Villa Design Decisions That Kill Rental Performance in Bali

Villa Design Decisions That Kill Rental Performance in Bali

Updated 21 June 2026 · 6 min read · By Keanu Fischell, Co-Founder, Cabo Bali

Villa Design Decisions That Kill Rental Performance in Bali

The Cabo Bali 10-Point Design Audit

Everything we check before agreeing to manage a new property — and what we wish developers had thought about 18 months earlier.

The short answer

The villa design decisions that quietly kill rental performance in Bali are nearly all made 12–18 months before the first guest ever books — in the floor plan, the bedroom mix, the pool, the materials and the operational details developers treat as afterthoughts. Most cost almost nothing to fix on paper and a fortune to fix after handover. Below is the exact design audit we run before agreeing to manage a property. Our portfolio runs at 91% occupancy against a Bali market average nearer 55–65%, and most of that gap lives in these details rather than in luck or location.

Quick answer

  • Design for the lead shot: if you can't picture the hero photo from the floor plan, the layout isn't finished.
  • Build flexibility: one twin-convertible room opens the villa to families and groups, not just couples.
  • Vary your units: after roughly eight identical villas, your own properties start competing on price alone.
  • Respect function: luggage storage, staff areas, power capacity and waste handling are design decisions, not operational afterthoughts.
  • Get the expensive things right early: pool depth and lighting, terrazzo placement, hotel-grade bathrooms and usable outdoor space quietly win or lose bookings.

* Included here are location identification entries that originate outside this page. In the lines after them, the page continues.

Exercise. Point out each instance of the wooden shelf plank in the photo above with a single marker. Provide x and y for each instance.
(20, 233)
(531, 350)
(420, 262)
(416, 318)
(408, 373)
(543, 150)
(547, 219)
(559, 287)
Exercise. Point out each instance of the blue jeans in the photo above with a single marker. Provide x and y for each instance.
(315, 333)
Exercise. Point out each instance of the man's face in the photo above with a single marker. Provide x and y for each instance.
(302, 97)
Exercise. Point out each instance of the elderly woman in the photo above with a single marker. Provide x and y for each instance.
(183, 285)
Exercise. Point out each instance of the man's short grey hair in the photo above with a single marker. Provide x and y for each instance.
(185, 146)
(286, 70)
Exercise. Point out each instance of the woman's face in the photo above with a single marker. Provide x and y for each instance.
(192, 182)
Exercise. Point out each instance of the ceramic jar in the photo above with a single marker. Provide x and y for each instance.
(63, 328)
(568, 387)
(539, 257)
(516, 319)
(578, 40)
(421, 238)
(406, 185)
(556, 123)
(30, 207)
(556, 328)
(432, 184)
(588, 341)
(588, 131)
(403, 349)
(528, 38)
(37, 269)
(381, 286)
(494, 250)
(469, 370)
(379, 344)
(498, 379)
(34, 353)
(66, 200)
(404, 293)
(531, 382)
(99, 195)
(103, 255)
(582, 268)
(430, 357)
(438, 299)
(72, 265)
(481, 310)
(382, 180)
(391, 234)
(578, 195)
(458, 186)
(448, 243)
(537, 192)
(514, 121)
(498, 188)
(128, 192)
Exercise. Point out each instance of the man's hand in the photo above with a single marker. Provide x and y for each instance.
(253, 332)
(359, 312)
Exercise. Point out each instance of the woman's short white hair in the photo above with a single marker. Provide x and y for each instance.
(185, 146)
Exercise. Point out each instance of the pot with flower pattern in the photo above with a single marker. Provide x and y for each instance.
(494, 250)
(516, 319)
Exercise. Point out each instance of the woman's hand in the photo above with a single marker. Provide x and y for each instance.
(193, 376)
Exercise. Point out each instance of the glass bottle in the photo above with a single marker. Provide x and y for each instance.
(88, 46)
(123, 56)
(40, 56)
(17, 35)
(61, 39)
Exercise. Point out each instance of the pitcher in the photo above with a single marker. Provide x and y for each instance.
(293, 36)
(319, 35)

Most Bali villa developers optimise for the sale — not for what happens after.
The renders look incredible. The buyer signs.

Then the villa hits Airbnb and underperforms — because decisions made during the design phase quietly killed its rental potential.

We manage villas across Bali and see the same mistakes over and over.
The frustrating part? Nearly all of them cost nothing to fix at the design stage.

After handover, they cost a fortune.

Average villa occupancy in Bali sits around 55–65% according to AirDNA market data.


Our portfolio runs at 91%.

The difference isn't luck.
It isn't location.
It's the details covered in this audit.

This is our 10-point design audit — the exact things we assess before taking on a new property.
We're publishing it because if more developers built with these in mind, everyone would make more money.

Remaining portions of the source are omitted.